On April 8, 1953, the United States Court of Appeals for the Fifth Circuit issued a ruling in a case involving the Panhandle & Santa Fe (P&SF) Railway at Amarillo. The P&SF was the defendant accused of operating several train movements in violation of the Safety Appliance Act. The ruling includes this interesting description of the tracks and operations associated with East Tower.
"As shown by a map of the yards, the defendant's classification yard, referred to as the West Yard, is located to the left, or west, of the major portion of the Amarillo Yards and the tracks of Fort Worth [and Denver] and those of Rock Island. The points where these lines converge and cross is protected by an interlocking plant, controlled from what is denominated East Tower.
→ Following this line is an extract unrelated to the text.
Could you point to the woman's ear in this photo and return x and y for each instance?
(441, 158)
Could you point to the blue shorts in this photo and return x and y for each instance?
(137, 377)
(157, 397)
Beyond the interlocking plant, and some five miles from the classification yards of defendant on its Dumas Branch, is located the Amarillo Stock Yards. It is served by an industry track. Southwesterly of East Tower, and the point of convergence and crossing of the lines of the three carriers, is located the Western Stock Yard Corporation, some two miles from the West Yard, or classification tracks, of the defendant. East of the point of convergence and crossing of the three main lines are the interchange tracks of the defendant and the Rock Island. These tracks are some two miles from the defendant's West Yard. Each of the movements here in question moved within the interlocking plant. The briefs tell us that an interlocking plant is a system or arrangement of levers, switches, lights and derails so interconnected that they must be arranged in a predetermined order for the selected movements of the plant. In the case of this plant, the movements are controlled by an operator in the East Tower who determines the priority of movement as between trains on the different railroads that attempt to use at the same time the area defined by the limits of the interlocking, and by manipulating levers indicates that fact by a system of lights. Rails which do not have priority are broken at points about 400 feet in advance of the crossings by means of what is called a "split-rail" derail."